Verantwortungsvolles Spielen
Aktualisiert: 15. Juni 2026
Glücksspiel soll der Unterhaltung dienen und ist kein Weg, um Geld zu verdienen oder Sorgen zu lösen. Für die meisten verläuft das Spielen ohne Schwierigkeiten, bei einem Teil jedoch kann sich ein problematisches Verhalten herausbilden. Dieser Text hilft dir, Warnzeichen früh zu erkennen und Schutzwerkzeuge zu nutzen. Das Mindestalter beträgt 18 Jahre.
Warnzeichen erkennen
Oft kündigt sich problematisches Spielen ganz schleichend an. Typische Anzeichen sind das Jagen von Verlusten, das Spielen mit Geld, das für Miete oder Rechnungen vorgesehen ist, und das Verheimlichen des Spielverhaltens. Auch Gereiztheit, wenn du nicht spielen kannst, ist ein Signal. Wer mehrere Punkte bei sich bemerkt, sollte innehalten.
Der erste Schutz ist eine ehrliche Selbstprüfung. Frage dich, ob du Zeit- und Geldgrenzen immer wieder überschreitest, ob du zum Vergessen von Sorgen spielst und ob das Spielen andere Lebensbereiche verdrängt. Mehrfaches Ja ist ein Anlass für ein Gespräch mit einer Beratungsstelle. Frühes Handeln verhindert größere Schwierigkeiten.
Schutzwerkzeuge im Konto
Werkzeuge zur Selbstkontrolle gehören bei seriösen Anbietern zum Standard, und auch hier stehen sie bereit. Festlegen lassen sich Einzahlungslimits pro Tag, Woche oder Monat, dazu Verlustlimits und eine Begrenzung der Spielzeit. Diese Grenzen wirken am besten, wenn du sie ruhig und im Voraus einstellst. Sind sie einmal aktiviert, kannst du sie nicht sofort wieder heraufsetzen.

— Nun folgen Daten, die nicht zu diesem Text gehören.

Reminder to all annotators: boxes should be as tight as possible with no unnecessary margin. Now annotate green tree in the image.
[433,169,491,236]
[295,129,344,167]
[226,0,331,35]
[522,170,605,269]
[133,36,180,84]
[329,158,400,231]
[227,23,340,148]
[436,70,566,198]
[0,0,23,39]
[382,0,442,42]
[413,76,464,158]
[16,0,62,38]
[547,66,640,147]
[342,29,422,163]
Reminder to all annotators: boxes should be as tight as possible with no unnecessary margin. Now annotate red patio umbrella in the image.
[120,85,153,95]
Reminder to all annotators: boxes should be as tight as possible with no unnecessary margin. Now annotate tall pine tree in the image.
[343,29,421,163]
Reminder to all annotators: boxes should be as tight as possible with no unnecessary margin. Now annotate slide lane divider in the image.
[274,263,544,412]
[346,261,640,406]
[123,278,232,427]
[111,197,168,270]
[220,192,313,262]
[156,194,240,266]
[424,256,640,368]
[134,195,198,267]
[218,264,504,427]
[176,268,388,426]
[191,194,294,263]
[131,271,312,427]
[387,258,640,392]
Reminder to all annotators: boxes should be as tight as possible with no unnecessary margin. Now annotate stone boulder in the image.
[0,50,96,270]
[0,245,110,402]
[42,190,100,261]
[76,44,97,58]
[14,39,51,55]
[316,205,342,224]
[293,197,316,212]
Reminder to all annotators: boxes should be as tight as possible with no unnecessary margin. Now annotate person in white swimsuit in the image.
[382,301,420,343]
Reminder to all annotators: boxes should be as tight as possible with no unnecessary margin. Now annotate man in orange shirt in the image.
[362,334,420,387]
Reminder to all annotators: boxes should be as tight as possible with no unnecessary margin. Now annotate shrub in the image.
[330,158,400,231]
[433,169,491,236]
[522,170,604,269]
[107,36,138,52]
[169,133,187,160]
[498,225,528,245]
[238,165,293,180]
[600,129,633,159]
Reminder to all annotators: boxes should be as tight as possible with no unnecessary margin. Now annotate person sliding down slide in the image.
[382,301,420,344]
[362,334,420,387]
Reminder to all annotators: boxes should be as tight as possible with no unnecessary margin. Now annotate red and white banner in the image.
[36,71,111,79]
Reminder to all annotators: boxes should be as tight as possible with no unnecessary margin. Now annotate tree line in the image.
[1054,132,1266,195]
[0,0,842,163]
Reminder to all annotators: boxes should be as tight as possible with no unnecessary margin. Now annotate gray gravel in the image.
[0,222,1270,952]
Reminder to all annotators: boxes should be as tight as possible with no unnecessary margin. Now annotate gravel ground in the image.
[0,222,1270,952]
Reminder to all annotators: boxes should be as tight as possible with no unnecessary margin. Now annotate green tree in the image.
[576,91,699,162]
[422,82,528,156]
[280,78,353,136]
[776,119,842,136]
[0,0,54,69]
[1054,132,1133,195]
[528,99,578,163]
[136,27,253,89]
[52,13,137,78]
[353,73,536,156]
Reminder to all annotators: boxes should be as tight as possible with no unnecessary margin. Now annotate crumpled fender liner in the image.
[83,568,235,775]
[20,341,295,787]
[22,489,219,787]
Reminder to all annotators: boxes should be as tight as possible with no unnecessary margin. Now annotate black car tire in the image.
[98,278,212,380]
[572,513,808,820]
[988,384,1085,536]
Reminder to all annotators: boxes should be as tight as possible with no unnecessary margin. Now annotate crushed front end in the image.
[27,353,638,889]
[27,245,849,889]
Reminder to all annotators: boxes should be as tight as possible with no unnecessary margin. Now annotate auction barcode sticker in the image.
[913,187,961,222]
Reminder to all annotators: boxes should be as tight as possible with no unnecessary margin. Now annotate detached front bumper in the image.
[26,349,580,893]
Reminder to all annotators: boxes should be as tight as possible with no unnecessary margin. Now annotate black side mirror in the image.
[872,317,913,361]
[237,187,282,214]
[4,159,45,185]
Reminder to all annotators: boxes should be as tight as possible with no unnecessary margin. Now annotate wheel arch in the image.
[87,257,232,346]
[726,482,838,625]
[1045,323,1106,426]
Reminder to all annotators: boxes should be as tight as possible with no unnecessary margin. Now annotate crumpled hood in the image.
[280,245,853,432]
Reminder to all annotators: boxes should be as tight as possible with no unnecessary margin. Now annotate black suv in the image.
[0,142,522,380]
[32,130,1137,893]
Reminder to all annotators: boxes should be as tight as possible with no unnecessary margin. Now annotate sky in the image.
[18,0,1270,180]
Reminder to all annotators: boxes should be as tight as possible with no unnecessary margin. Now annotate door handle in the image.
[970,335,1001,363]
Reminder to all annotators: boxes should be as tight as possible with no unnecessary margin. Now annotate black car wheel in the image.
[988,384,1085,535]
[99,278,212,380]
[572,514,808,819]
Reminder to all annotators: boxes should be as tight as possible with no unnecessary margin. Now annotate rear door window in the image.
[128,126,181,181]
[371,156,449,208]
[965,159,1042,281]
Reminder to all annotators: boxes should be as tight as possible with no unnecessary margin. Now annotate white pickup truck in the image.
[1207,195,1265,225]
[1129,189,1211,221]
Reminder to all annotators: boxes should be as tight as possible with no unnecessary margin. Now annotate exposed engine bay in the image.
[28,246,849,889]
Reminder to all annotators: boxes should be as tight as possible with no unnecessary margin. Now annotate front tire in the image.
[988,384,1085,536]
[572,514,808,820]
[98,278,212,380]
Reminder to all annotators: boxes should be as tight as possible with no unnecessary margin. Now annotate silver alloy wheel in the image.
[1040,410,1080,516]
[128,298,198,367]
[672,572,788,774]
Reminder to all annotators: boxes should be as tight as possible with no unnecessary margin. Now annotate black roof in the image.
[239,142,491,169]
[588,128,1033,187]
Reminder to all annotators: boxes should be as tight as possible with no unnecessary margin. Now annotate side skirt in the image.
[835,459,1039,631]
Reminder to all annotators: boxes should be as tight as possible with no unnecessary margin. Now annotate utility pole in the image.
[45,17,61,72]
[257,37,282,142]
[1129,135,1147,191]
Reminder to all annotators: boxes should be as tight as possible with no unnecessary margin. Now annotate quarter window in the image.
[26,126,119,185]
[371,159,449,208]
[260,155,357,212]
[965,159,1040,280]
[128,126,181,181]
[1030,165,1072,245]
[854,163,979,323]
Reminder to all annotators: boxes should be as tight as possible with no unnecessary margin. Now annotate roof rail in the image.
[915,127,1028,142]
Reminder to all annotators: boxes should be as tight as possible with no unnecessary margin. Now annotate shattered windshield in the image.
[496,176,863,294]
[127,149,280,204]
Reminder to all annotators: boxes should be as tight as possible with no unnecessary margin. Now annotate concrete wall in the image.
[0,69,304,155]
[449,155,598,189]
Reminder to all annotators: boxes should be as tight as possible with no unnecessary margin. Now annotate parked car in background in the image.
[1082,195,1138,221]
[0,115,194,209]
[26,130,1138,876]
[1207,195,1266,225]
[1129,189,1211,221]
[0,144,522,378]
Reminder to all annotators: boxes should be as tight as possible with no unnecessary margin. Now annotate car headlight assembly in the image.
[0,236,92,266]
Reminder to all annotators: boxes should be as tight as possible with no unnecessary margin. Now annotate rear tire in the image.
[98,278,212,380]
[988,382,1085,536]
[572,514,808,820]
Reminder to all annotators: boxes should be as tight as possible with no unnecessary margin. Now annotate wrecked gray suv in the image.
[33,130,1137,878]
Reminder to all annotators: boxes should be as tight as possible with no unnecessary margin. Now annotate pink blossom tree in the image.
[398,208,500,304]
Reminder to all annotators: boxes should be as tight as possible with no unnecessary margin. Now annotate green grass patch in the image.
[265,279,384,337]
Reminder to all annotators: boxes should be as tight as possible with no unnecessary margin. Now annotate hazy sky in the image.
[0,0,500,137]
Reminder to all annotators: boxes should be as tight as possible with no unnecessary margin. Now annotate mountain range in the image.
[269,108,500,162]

Reicht das nicht, gibt es weitergehende Optionen. Mit einer Auszeit pausierst du dein Konto befristet, mit der Selbstsperre schließt du es für längere Zeit oder dauerhaft. Solange eine Sperre läuft, bekommst du keine Werbung und kannst dich auch nicht erneut anmelden. Beim Einrichten des passenden Werkzeugs ist dir der Support behilflich.
Wo du Hilfe findest
In Deutschland existieren spezialisierte und kostenlose Anlaufstellen. Die Bundeszentrale für gesundheitliche Aufklärung bietet mit Check dein Spiel Beratung und eine Hotline. Gute erste Ansprechpartner sind außerdem örtliche Sucht-Beratungsstellen und der Hausarzt. Diese Angebote sind vertraulich und ohne Bindung an den Anbieter.
International stehen weitere Organisationen bereit. Mit Beratung, Foren und Selbsthilfegruppen unterstützen unter anderem BeGambleAware, Gambling Therapy und Gamblers Anonymous. Ein Problem musst du nicht im Alleingang bewältigen. Zuerst gilt es, darüber zu sprechen.
Tipps für gesundes Spielverhalten
Ein paar einfache Regeln helfen, die Kontrolle zu behalten. Lege vor jeder Session ein festes Budget samt Zeitgrenze fest und halte dich strikt daran, selbst nach einem Verlust. Betrachte verlorenes Geld als Preis für Unterhaltung, nicht als Schuld, die du zurückgewinnen musst. Mache regelmäßig Pausen und spiele nie unter Alkohol oder starken Emotionen.
Glücksspiel sollte in deiner Freizeit nur eine Nebenrolle spielen. Pflege Hobbys, Sport und soziale Kontakte, die nichts mit dem Spielen zu tun haben. Wenn deine Gedanken ständig um Einsätze kreisen, ist das ein Warnsignal. Nimm das ernst und greife rechtzeitig auf die Schutzwerkzeuge oder die genannten Beratungsangebote zurück.
Auch das Umfeld kann helfen. Sprich mit Menschen, denen du vertraust, wenn das Spielen zur Last wird, und scheue dich nicht, frühzeitig professionelle Beratung in Anspruch zu nehmen. Angehörige finden bei den genannten Stellen ebenfalls Unterstützung. Niemand muss ein Problem allein bewältigen, und der erste Schritt ist oft der wichtigste.